Saturday, April 5, 2014

Concrete Camelot

I became a teacher because I loved books. Anne of Green Gables, The Secret Garden, A Tree Grows in Brooklyn. These were the titles that lined the white wood bookshelves of my childhood home on the southwest side of Chicago. And not the southwest side featured on the local evening news filled with gunshots, crying children, and gangs.  Though my family would eventually endure our own brand of tragedy, our neighborhood, Archer Heights, was more than a mere distance from the north side; it was its own universe--a mythical kingdom inhabited by artists, Irish Catholics, and old Polish men who took their lawns as seriously as they drank their Tyskie. There was a pride that permeated 4828 South Keating, and the reason I knew that was because my parents embodied it. They instilled in me and my six siblings the idea that an address did not dictate success, but rather that success could happen anywhere. For the first 21 years of my life, that “anywhere” was a tiny red brick bungalow.
In that brick bungalow is where I found my sense of place, specifically on four bunk beds through which I rotated with my four older sisters. We were a party of five in a basement room with only four beds. I remember sharing this childhood detail with a former teacher colleague of mine who replied, “Wow, sounds fantastically Dickens-esque.”  While some might have interpreted this remark as an insult, I never did, simply because it was those nightly rotations that created a sort of internal clock: Prayers with Jennifer on the top bunk, (Now I lay me down to sleep); down below, twin bed turf wars with Susie who needed more room to sprawl out; across the adjoining headboard, games of “bicycle” with Becky during which we’d lie at opposite ends of the bed so that our bare feet touched and rotated as though riding my pink Sweet Thunder; then there was Claudia, my silly big sister who, like Jennifer, the noble one, would say prayers with me. “Now we need to kiss our hands all over,” she’d explain. So we would smooch our hands, clenched in fists, until it was time to reach them palm to palm towards God, letting them fall into a Jesus-like stance, hands upturned in surrender. The only problem was that I always lay on the inside of the bed, so my right hand would stop cold at the wall beside me while Claudia’s left would drift down over the edge like an autumn leaf. 
These nightly rituals became my life’s rhythm. Happy one night, tortured the next. Siblings can do that, I guess. 

Wednesday, August 1, 2012

How Do You Mend a Broken Heart?

My heart is broken. Literally, it doesn’t work.
At least not until last Thursday when I went into the hospital for a procedure meant to cure the old ticker.
Here’s how it went: I’m lying on the table, cold white stickers all over my body to monitor my heart rate and other things. 
“You’ll be awake during the procedure,” the nurse informs me. “You knew that, right?”
Dr.

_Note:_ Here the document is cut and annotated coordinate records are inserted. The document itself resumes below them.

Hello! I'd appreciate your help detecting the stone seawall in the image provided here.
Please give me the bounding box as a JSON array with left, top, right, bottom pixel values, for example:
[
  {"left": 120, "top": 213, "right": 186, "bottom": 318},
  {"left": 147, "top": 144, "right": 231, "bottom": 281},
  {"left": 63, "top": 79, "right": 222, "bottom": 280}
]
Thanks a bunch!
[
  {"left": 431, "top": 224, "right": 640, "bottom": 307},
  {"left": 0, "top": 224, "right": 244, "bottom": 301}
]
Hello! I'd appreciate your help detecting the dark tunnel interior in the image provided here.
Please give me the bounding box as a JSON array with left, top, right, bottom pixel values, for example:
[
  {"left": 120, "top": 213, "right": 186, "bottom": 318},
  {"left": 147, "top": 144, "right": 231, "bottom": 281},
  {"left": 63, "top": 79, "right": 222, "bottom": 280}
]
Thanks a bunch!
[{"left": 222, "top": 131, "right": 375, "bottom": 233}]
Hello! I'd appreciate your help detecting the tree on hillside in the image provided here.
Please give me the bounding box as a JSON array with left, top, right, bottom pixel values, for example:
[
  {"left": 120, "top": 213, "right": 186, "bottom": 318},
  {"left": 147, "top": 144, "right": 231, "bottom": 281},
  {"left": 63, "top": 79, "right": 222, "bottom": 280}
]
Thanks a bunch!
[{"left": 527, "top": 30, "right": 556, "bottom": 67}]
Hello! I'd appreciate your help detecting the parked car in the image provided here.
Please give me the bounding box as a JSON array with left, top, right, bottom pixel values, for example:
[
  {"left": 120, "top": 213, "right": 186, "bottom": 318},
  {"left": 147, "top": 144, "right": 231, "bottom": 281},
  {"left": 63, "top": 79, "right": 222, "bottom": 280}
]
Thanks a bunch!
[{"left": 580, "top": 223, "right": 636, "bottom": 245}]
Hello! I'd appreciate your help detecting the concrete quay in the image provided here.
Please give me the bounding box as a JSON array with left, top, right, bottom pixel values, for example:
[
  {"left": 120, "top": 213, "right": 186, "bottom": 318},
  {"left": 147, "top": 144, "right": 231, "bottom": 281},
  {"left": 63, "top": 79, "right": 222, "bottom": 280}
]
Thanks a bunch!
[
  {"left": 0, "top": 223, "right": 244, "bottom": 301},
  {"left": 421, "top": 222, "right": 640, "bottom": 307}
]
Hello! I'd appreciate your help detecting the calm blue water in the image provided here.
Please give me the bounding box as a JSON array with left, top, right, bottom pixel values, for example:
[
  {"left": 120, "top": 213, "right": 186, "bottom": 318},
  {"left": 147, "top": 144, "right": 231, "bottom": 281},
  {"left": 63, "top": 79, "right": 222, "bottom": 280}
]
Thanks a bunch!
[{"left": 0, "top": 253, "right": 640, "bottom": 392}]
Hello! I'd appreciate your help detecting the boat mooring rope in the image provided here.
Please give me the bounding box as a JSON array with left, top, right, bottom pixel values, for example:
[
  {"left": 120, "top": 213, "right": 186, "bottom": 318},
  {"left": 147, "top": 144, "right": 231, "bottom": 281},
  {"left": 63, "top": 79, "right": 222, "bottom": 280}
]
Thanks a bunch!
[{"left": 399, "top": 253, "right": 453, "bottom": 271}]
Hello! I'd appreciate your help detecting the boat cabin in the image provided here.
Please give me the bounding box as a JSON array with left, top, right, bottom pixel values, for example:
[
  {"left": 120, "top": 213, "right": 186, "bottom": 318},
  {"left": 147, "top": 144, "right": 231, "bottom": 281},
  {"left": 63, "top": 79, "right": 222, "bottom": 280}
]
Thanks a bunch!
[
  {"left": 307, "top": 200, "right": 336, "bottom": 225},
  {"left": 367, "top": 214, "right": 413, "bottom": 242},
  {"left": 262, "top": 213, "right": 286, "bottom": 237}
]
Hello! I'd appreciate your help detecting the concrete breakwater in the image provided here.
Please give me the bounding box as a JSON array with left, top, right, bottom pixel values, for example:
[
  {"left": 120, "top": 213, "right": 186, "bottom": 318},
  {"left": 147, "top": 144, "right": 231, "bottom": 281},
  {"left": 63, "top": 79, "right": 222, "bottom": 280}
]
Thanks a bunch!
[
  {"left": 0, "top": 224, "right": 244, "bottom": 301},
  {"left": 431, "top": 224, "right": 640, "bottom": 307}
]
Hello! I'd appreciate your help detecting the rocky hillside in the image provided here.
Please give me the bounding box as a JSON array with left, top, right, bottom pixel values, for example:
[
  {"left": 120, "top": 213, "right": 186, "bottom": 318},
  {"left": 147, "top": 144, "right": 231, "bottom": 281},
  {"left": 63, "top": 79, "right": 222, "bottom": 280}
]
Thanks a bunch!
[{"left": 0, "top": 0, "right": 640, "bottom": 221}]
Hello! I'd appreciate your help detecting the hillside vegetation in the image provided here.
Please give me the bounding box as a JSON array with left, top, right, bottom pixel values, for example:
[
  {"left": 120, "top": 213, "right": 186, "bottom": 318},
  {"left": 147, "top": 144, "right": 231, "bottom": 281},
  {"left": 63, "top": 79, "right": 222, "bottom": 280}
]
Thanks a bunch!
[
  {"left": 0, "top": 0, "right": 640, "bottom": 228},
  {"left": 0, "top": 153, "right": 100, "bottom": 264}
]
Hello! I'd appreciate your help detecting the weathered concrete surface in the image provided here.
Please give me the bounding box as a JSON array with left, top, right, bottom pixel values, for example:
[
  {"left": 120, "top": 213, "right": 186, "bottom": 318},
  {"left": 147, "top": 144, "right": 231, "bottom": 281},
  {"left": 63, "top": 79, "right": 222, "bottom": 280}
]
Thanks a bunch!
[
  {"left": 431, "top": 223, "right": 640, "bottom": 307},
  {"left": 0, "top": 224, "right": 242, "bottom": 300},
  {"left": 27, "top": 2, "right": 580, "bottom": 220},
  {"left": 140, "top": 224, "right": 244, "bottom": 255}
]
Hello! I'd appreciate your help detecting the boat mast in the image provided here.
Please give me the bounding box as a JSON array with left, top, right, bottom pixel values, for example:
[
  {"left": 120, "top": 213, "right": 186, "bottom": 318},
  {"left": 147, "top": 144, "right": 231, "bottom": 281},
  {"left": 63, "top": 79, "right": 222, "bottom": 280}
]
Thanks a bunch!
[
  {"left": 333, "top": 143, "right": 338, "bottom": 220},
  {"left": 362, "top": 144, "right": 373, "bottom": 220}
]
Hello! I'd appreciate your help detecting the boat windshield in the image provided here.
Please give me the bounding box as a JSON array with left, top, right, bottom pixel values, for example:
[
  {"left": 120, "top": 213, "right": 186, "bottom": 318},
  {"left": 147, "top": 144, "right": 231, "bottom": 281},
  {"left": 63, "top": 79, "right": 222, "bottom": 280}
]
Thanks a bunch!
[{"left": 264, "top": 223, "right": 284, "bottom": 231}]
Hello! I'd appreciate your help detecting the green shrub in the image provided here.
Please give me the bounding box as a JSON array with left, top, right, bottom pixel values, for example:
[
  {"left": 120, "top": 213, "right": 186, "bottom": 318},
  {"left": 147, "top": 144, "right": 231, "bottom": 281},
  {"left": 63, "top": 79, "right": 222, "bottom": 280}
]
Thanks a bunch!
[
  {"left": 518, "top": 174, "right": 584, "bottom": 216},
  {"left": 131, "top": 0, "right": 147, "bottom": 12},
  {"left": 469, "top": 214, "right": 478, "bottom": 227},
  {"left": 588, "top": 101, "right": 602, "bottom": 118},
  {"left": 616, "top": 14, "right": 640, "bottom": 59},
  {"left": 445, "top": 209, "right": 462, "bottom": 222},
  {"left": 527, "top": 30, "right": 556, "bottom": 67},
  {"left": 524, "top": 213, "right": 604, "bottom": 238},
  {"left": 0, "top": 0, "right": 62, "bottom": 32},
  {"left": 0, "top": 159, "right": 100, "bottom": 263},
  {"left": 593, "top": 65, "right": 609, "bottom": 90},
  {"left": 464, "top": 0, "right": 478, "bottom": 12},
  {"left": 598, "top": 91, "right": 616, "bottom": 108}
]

Marvelous injects the area of entry, numbing the region until it feels like ice. 
“Cold, then a flush of heat,” he says. “Now, the pressure.”
Suddenly, there is a wire in my groin, inching past my intestines on its way up to my broken heart. Above me is a futuristic TV screen the length of a football field, displaying the surreal imagery. I avert my eyes for a second but can’t look away from the long, hot wire bobbing around my insides like a fishing lure atop a sunlit lake.
“Is that my heart?” I ask the nurse. 
“I can feel it,” I tell her. “I can feel the catheter.”
“Just try to relax,” she says.
But I can’t relax. I close my eyes to avoid the image of my beating heart, but I can still feel the wire beneath my skin, poking at my heart like a fork. 
I keep crying to the nurse, telling her that I can’t breathe, but there’s nothing they can do; I have to be awake for the procedure to work. Still, I know they wish that I would shut the hell up. 
At what feels like a distance away, the doctor is directing his wires through my body. Another doctor is in the “control booth,” overseeing each wire’s every move. 
“Is everything okay?” I ask faintly. 
“Yes,” the doctor manages. 
“I still can’t breathe!”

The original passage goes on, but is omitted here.